One of the big items on my to do list was the updating of my website.  In the fall of 2007, I  did a brand new site, all by myself, including some pretty sophisticated stuff.  I vowed to keep it up to date, but guess what?  Holy Schmoley three and a half  years passed, and I was still vowing to update.  I really needed to promote the kindle version of The Shadow Warriors, and here I was, a first class slacker.  

The problem was, this could be a formidable task because I had changed computers, from PC to MAC and I needed new FTP software.  Went onto the web and bought Filezilla.  What a nom!  Read the instructions and it seemed like pretty vanilla FTP, except that none of the ids, passwords, etc., that I plugged in were working.

I looked at the web site, and made a list of updates, long but not overwhelming, and some of them quite simple, fixing broken links, updating some photos, yada. yada.  Now being a once and forever geek, I do my site in HTML, which of course I had forgotten, and a cloud of gloom settled above my head.  Seemed like a hard task.

Got out the nice red leather box with the web site stuff, and looked at the old HTML pages.  O.K., some of it I remembered.
Brainstorm!  Yes!  I downloaded the Taco HTML editor and pulled up a simple page.  Looked like duck soup.  And so easy to check if (make that when) mistakes made the page all weird.

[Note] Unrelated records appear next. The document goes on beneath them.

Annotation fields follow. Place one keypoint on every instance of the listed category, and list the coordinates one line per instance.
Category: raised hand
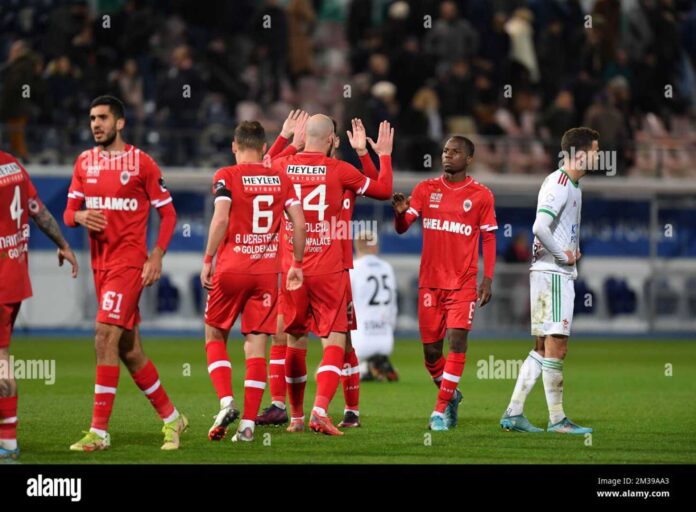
(358, 137)
(385, 139)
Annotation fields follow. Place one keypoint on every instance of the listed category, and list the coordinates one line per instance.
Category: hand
(484, 291)
(207, 276)
(295, 278)
(571, 258)
(298, 138)
(66, 254)
(290, 123)
(94, 220)
(400, 203)
(153, 267)
(358, 137)
(385, 140)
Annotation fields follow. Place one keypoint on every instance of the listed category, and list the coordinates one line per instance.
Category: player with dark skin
(455, 162)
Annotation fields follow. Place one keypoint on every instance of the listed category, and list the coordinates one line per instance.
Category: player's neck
(574, 174)
(456, 177)
(117, 146)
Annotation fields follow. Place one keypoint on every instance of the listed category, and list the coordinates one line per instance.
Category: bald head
(319, 129)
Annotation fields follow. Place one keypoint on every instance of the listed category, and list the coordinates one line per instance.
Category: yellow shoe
(172, 432)
(92, 442)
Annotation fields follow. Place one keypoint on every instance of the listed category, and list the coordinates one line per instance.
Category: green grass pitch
(619, 387)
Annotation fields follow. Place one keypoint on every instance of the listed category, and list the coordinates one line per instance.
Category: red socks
(450, 379)
(351, 381)
(147, 380)
(8, 418)
(296, 379)
(436, 370)
(328, 376)
(104, 395)
(254, 385)
(276, 373)
(219, 368)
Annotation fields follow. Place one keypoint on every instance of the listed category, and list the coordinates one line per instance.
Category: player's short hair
(466, 142)
(578, 139)
(250, 135)
(115, 105)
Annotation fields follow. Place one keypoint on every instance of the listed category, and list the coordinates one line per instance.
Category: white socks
(529, 373)
(552, 372)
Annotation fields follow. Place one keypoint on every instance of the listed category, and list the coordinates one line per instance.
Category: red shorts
(8, 315)
(318, 305)
(253, 295)
(439, 310)
(118, 293)
(352, 316)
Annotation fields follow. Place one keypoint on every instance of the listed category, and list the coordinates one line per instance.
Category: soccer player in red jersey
(118, 183)
(19, 201)
(321, 305)
(456, 212)
(250, 198)
(276, 413)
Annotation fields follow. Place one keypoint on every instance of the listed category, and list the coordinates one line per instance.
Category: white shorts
(552, 300)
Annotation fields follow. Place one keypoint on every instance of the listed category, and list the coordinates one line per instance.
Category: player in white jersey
(374, 299)
(552, 283)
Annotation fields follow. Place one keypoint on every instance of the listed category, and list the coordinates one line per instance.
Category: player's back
(319, 183)
(259, 196)
(18, 200)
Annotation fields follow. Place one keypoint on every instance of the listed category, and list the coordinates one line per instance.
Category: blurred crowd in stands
(513, 74)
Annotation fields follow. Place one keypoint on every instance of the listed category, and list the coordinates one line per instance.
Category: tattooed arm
(47, 223)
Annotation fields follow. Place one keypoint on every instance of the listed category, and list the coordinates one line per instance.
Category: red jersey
(320, 183)
(453, 217)
(19, 201)
(122, 187)
(259, 196)
(349, 197)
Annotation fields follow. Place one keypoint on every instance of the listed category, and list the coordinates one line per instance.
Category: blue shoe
(518, 423)
(437, 423)
(6, 454)
(565, 426)
(452, 411)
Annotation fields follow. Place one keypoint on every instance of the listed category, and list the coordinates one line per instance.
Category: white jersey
(374, 299)
(561, 198)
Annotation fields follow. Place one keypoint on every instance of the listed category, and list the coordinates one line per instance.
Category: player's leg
(513, 418)
(8, 386)
(350, 378)
(432, 326)
(106, 344)
(294, 308)
(276, 413)
(254, 384)
(329, 304)
(555, 350)
(225, 301)
(146, 377)
(296, 379)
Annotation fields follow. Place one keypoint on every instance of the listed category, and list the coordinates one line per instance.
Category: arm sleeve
(277, 147)
(34, 201)
(542, 230)
(221, 187)
(403, 221)
(488, 242)
(363, 186)
(368, 167)
(167, 215)
(76, 197)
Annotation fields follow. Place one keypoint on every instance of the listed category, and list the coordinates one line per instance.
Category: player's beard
(110, 138)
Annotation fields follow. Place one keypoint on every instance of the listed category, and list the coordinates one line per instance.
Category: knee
(8, 387)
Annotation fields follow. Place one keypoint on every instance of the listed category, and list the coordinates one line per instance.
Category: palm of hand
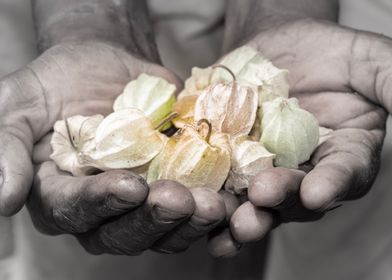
(67, 79)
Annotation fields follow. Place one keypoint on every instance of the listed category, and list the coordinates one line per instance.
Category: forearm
(244, 19)
(122, 22)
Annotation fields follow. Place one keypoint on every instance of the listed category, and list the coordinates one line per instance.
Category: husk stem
(169, 118)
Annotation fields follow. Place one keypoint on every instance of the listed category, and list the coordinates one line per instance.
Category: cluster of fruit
(234, 119)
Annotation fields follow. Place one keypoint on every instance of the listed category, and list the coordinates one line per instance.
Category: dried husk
(247, 160)
(194, 162)
(125, 139)
(288, 131)
(197, 82)
(154, 96)
(69, 144)
(185, 108)
(231, 108)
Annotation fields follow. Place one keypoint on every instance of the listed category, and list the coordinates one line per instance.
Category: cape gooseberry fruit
(71, 138)
(125, 139)
(288, 131)
(194, 157)
(247, 160)
(230, 107)
(154, 96)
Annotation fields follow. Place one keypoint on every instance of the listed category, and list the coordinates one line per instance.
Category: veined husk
(154, 96)
(197, 82)
(230, 108)
(189, 159)
(125, 139)
(185, 108)
(247, 160)
(248, 66)
(288, 131)
(66, 154)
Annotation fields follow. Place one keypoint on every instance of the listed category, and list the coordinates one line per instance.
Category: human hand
(344, 78)
(116, 211)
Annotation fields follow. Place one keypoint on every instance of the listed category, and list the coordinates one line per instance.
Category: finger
(370, 68)
(276, 187)
(221, 244)
(42, 150)
(250, 223)
(209, 212)
(231, 204)
(16, 173)
(168, 205)
(23, 120)
(60, 203)
(345, 167)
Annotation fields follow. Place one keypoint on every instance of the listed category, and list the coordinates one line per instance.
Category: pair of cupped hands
(342, 76)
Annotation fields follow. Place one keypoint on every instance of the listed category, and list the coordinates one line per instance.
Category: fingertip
(221, 244)
(210, 207)
(322, 187)
(125, 187)
(250, 224)
(14, 191)
(171, 200)
(231, 203)
(272, 186)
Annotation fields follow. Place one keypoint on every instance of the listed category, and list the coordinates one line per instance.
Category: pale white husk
(187, 158)
(247, 160)
(67, 154)
(125, 139)
(288, 131)
(231, 108)
(154, 96)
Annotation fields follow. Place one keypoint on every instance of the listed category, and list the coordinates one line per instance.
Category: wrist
(246, 19)
(113, 22)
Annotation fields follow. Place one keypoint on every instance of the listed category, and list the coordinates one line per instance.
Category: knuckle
(66, 220)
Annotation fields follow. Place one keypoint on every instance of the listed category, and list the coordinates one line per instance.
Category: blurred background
(353, 242)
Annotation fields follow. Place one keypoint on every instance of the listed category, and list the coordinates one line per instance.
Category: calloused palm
(113, 212)
(344, 77)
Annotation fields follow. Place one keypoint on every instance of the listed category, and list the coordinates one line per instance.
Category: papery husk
(66, 154)
(125, 139)
(288, 131)
(185, 108)
(192, 161)
(197, 82)
(247, 160)
(154, 96)
(231, 108)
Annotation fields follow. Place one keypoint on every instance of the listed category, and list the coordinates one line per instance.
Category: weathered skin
(80, 71)
(342, 76)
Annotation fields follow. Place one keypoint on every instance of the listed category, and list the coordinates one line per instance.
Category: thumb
(22, 116)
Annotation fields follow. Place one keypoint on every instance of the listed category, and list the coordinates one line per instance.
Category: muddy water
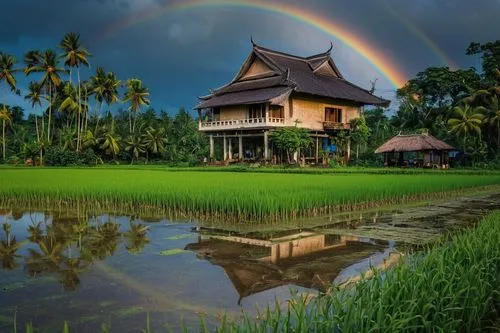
(91, 269)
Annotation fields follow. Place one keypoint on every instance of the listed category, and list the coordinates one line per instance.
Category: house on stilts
(274, 89)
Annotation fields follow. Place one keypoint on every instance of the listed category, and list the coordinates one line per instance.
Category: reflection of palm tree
(70, 270)
(35, 232)
(8, 249)
(48, 259)
(101, 241)
(136, 238)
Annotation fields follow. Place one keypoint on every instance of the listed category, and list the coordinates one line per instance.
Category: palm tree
(47, 63)
(104, 86)
(98, 88)
(155, 141)
(7, 70)
(6, 119)
(137, 96)
(135, 146)
(75, 56)
(68, 138)
(465, 120)
(493, 115)
(110, 141)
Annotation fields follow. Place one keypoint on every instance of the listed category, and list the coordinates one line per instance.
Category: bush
(13, 160)
(89, 157)
(57, 156)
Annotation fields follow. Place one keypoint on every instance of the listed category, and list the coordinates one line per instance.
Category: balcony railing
(331, 125)
(241, 123)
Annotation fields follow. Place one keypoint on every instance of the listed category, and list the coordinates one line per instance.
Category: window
(333, 115)
(256, 111)
(215, 114)
(276, 111)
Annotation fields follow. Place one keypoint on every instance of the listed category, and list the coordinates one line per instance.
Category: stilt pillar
(240, 147)
(348, 150)
(317, 150)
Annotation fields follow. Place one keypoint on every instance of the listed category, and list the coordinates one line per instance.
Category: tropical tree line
(71, 121)
(459, 106)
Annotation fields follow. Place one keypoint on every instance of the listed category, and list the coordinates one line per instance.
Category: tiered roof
(316, 75)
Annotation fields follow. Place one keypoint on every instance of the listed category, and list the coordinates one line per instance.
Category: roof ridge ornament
(330, 49)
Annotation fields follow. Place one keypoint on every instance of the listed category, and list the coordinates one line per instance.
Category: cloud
(181, 55)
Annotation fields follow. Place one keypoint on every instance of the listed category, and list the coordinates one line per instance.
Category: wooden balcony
(241, 123)
(331, 125)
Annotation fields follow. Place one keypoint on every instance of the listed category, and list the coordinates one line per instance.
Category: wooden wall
(311, 112)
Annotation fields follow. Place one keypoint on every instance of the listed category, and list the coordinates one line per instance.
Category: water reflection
(88, 268)
(8, 248)
(305, 259)
(66, 248)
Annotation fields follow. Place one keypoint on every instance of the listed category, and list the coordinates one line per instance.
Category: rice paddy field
(241, 195)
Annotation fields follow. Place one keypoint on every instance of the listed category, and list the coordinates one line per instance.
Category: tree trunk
(498, 135)
(130, 121)
(80, 120)
(50, 110)
(3, 139)
(3, 125)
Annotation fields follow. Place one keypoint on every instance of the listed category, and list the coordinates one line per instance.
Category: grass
(172, 252)
(242, 196)
(453, 286)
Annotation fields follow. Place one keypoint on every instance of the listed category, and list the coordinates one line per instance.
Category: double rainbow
(384, 65)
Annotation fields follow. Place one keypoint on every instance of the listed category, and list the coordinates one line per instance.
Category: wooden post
(212, 155)
(225, 147)
(266, 148)
(348, 150)
(240, 148)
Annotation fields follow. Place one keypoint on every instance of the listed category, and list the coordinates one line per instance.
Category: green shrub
(57, 156)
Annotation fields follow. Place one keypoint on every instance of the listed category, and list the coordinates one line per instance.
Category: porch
(256, 146)
(248, 123)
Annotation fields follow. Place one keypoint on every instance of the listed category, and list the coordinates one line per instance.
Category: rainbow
(381, 62)
(414, 29)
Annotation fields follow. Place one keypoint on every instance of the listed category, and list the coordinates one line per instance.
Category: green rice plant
(226, 195)
(452, 286)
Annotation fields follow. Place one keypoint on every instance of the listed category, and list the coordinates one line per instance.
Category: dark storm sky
(181, 55)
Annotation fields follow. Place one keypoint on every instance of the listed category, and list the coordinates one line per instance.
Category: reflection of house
(273, 90)
(305, 259)
(427, 150)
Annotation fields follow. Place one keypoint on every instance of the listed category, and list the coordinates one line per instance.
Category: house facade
(274, 89)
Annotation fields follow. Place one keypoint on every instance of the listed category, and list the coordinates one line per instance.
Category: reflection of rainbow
(381, 62)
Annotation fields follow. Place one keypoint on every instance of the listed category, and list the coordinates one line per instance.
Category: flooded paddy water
(92, 269)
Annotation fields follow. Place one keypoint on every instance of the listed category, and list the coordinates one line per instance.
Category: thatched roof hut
(413, 143)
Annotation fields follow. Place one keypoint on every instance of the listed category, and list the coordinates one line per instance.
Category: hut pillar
(225, 147)
(266, 146)
(212, 155)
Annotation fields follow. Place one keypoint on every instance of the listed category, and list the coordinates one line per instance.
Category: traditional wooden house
(427, 151)
(274, 89)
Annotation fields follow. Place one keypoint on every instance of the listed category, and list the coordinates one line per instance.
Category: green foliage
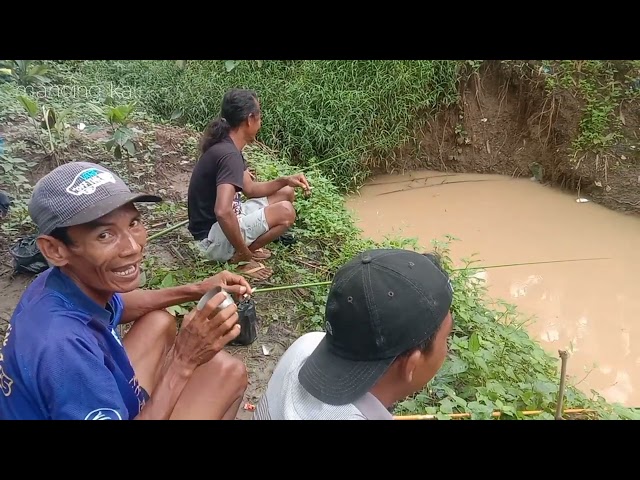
(332, 111)
(121, 136)
(24, 72)
(493, 363)
(347, 111)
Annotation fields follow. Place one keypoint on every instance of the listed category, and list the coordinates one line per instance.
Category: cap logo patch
(328, 328)
(86, 182)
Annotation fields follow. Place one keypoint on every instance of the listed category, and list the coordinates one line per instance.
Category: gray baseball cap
(77, 193)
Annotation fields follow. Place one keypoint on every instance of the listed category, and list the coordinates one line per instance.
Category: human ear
(53, 250)
(410, 365)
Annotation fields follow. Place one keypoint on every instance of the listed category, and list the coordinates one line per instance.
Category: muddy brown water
(591, 308)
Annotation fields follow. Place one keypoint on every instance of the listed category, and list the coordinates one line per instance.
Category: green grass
(343, 115)
(325, 112)
(493, 363)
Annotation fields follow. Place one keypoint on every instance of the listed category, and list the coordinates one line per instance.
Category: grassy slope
(493, 363)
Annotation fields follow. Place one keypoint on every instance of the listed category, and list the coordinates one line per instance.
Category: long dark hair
(237, 105)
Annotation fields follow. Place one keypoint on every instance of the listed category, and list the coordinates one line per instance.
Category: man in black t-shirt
(225, 228)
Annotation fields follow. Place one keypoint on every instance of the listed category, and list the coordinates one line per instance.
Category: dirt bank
(508, 124)
(165, 157)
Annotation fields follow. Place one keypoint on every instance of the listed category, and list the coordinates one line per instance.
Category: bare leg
(280, 216)
(216, 388)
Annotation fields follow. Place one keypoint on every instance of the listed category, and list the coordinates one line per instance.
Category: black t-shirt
(222, 163)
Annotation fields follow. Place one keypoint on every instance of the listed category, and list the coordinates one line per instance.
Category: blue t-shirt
(62, 357)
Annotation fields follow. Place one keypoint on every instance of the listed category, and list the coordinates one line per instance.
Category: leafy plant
(118, 117)
(26, 72)
(51, 122)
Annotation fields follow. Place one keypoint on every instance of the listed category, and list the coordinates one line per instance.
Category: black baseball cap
(381, 304)
(79, 192)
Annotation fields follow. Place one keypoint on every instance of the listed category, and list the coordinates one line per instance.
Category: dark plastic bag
(248, 321)
(27, 257)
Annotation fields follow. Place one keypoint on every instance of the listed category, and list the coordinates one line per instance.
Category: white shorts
(253, 224)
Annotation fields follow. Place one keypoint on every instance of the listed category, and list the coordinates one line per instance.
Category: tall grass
(348, 112)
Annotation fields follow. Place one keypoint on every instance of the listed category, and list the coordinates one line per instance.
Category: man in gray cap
(387, 323)
(62, 356)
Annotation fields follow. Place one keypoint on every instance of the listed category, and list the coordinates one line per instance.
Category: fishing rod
(319, 284)
(167, 230)
(325, 283)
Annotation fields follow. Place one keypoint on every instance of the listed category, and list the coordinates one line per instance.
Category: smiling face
(104, 256)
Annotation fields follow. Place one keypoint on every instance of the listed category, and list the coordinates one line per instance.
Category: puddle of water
(590, 308)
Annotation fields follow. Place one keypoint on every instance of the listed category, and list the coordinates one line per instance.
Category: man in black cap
(62, 356)
(387, 324)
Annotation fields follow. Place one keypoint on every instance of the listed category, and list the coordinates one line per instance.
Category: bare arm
(140, 302)
(228, 220)
(254, 189)
(170, 386)
(197, 343)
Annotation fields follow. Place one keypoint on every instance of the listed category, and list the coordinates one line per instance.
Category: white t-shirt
(286, 399)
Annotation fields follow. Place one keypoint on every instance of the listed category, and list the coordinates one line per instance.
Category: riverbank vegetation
(330, 119)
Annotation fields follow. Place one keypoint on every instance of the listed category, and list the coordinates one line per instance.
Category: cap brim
(107, 206)
(338, 381)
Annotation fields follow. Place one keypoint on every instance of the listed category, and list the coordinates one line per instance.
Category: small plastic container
(248, 321)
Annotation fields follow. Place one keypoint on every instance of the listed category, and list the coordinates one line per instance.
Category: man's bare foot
(255, 270)
(261, 254)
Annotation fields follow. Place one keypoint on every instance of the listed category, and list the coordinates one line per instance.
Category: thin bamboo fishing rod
(494, 414)
(167, 230)
(328, 282)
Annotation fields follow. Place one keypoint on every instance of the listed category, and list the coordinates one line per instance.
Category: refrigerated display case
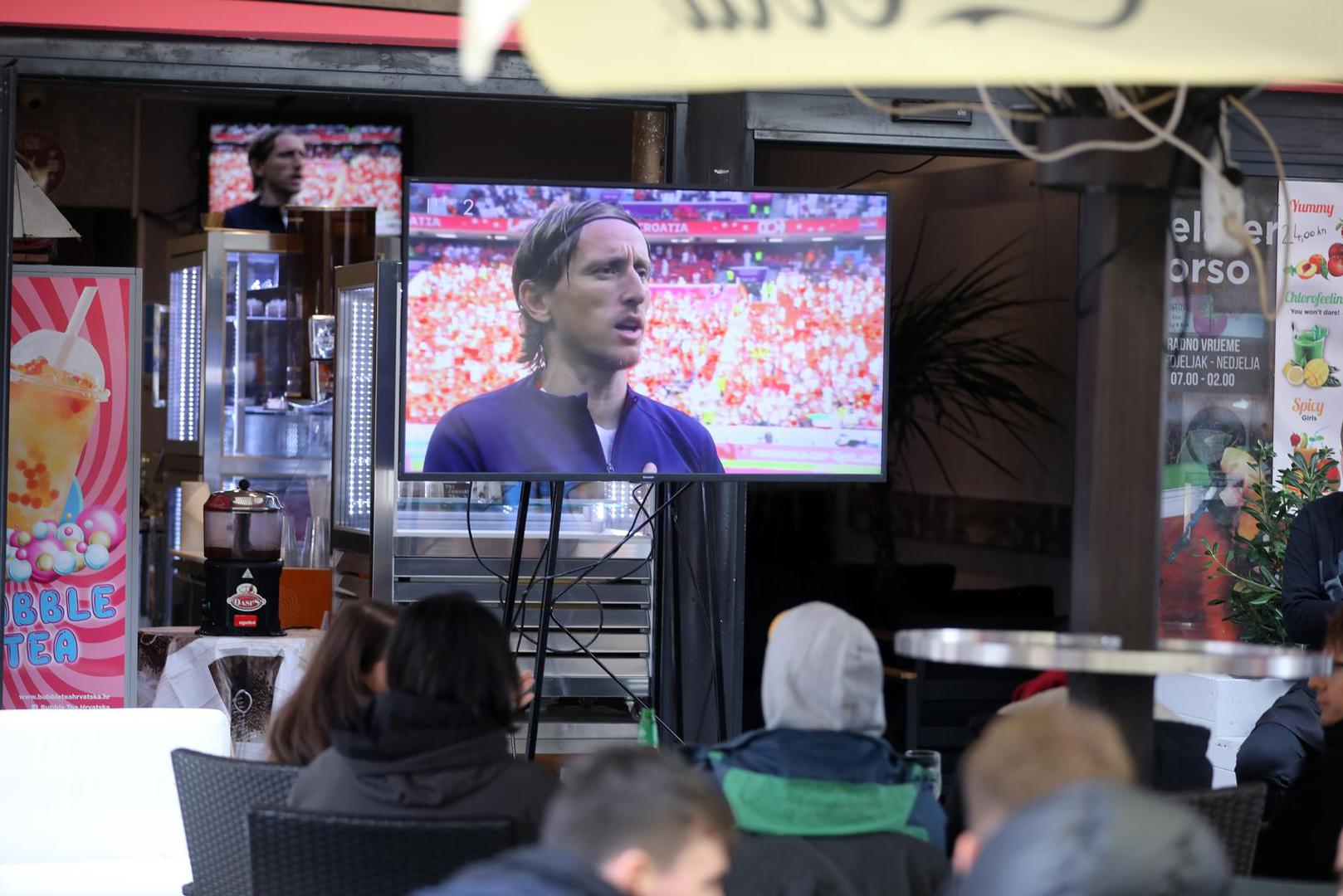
(402, 542)
(230, 414)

With my list of updates, my new editor and Filezilla, there were no further reasons to hesitate.  The whole thing only took two days, make that 1 1/2 days and that was with some serious debugging.  I have to confess that I entered the home office early Sunday morning, and stayed until 6:30 at night when everything was working.  At that time, I went upstairs, showered, brushed my teeth and got dressed.  I think we must have eaten leftovers from Saturday.  Maybe I cooked a simple meal.  It's all a blur.


The thing is--it was fun.  Bugs and problems and all, I was having a wonderful time.  How weird is that?  I like (some) technical stuff, and after 25 years in IT, experience still counts in problem solving.   The site looked great.  Now to tackle Filezilla.

I called the hosting company this morning and got some crucial information, and learned what to plug in where.  Can you believe Filezilla worked the very first time and I had a connection?  Whooeee!

Moved everything over and went out and looked at the site.  Same old.  Same old.  Wha????
Yes!  Refresh!  New stuff all over the place.  One image and one page missing, so the old one came up.  Went back onto Filezilla.  Duck Soup!  Tested out the whole site.   Totally amazed that "hey!  it worked "and I didn't have to bug Filezilla and my web host with a bunch of stupid questions.

Feeling totally smug.  So, take a look.  The coolest thing is the table on the home page where you click and it brings up the pages. It's an image map.  So cool!  My finest hour with graphic help from Significant Other. 

I have promised myself to do a recipe every month, add a few links and  continue on with 25 years in Information Systems, the story of how a suburban housewife learned to program mainframe computers and had a real career.

Yowsa!    My Updated Website

For the non-technical, FTP is the process that gets the data from my computer to the server that hosts the website.  File Transfer Protocol. 

1 comment:

  1. The most fun I've had lately is doing a huge spreadsheet for the royalties that are trickling in from various places for various projects.

    I,too, was a mainframe programmer (I peeked at your site--super!), and I know someone born in Montana. My first son!